Past the kiln room and down the hall, just off the small sitting room, several small, rotund clay sculptures with wires coming out of them had been placed on a long table. The artist was busy looking at some photographs and painting on them. She half looked up at me. It was open studios at The Banff Centre and people were coming and going all day.
These round clay sculptures and hand painted photographs would become the House on Fire series, an exhibition about Sarah Anne Johnson’s grandmother and her memories of her Nan. The first thing I recall about Sarah was her direct and confrontational stare. She didn’t say much—not then anyway. Her works were volumes of unspoken emotions, recollecting both good and bad times in her family, on trips, addressing familiarity, belonging, and intimacy.
During one of my subsequent trips to Winnipeg, Shawna and I were touring around the Exchange. It was either at Platform or at Plug In Institute of Contemporary Art, when they were still on McDermot Ave, where I met Sarah again. Up on the walls of Plug In was Pandora’s Box, Amanda Cachia’s exhibition featuring an international line up of artists including Laylah Ali, Ghada Amer, Shary Boyle, Amy Cutler, Chitra Ganesh, Wangechi Mutu, Annie Pootoogook, Leesa Streifler, Kara Walker, and Su-en Wong.
It would be several more years before I had a studio visit with Sarah, and I think she asked more questions than I did. Eventually, I learned there had been a dance version of House on Fire called Dancing with the Doctor (2010). Bringing her relationship with her Nan back into the body, igniting Sarah’s first artistic identity in theatre and dance, she was moving toward a more heightened sense of intimate knowledge—a way of knowing and re-knowing what I saw as expressed through her ongoing embodied painting interventions onto her photographic encounters with the world. There has always been an inherent intensity in her work, and it was this intensity that first drew me in, but also kept me away at first.
A year later, in a warehouse studio where coincidentally I once helped move in the dry wall, Sarah showed me some new works in progress for her latest series on intimacy. The couples entangled together were unravelling something more amorphous than skin and bodies. Unspoken gulfs existed between these bodies and the enclosed spaces they inhabited, and I momentarily wondered if I should have kept the exhibition’s title as Isolated.

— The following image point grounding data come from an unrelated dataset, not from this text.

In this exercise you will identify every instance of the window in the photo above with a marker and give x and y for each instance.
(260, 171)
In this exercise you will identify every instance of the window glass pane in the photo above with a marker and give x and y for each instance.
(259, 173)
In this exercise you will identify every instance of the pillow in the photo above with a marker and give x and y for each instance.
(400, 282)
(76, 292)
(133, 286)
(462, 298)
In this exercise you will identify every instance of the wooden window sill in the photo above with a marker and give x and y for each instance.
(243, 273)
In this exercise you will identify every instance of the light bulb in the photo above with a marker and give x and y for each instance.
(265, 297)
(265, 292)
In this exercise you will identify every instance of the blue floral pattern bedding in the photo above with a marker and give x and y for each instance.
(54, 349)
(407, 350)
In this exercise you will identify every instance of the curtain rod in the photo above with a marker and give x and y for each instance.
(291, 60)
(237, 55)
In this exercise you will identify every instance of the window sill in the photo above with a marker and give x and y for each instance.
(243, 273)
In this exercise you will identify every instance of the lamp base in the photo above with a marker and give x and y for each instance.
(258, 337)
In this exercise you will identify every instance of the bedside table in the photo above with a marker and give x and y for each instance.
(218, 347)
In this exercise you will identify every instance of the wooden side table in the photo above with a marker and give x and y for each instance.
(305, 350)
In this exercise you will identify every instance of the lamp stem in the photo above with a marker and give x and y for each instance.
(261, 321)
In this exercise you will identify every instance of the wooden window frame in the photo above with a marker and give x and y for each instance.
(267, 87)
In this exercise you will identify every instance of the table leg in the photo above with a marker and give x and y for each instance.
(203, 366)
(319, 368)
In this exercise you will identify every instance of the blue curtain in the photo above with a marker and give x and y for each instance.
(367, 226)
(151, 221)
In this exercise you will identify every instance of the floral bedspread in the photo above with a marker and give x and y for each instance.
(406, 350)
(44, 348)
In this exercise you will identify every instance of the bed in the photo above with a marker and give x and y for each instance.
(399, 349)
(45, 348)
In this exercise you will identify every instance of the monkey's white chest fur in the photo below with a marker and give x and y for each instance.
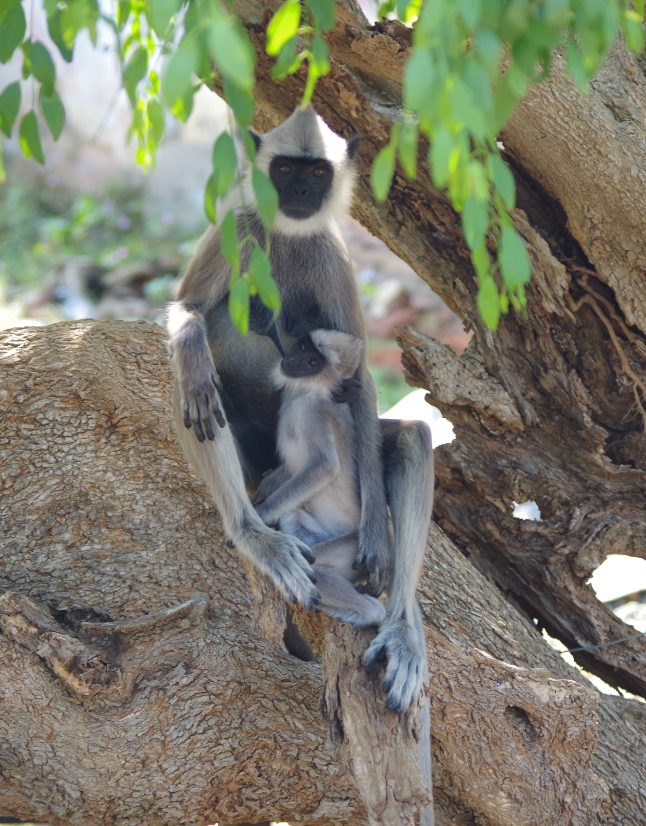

These works were as dark as any work I had seen of hers, but off to the side of the studio I saw a few painted photographs of friends gathered in the grass. These images beamed out in contrast. Groups of friends lounging outside, their faces shining in the sun, bodies uninhibited and dressed in relaxed summer wear, each of them enjoying their company. These sun soaked portraits of Sarah’s past holidays were a relief exercise. She said she didn’t know what to do with them next.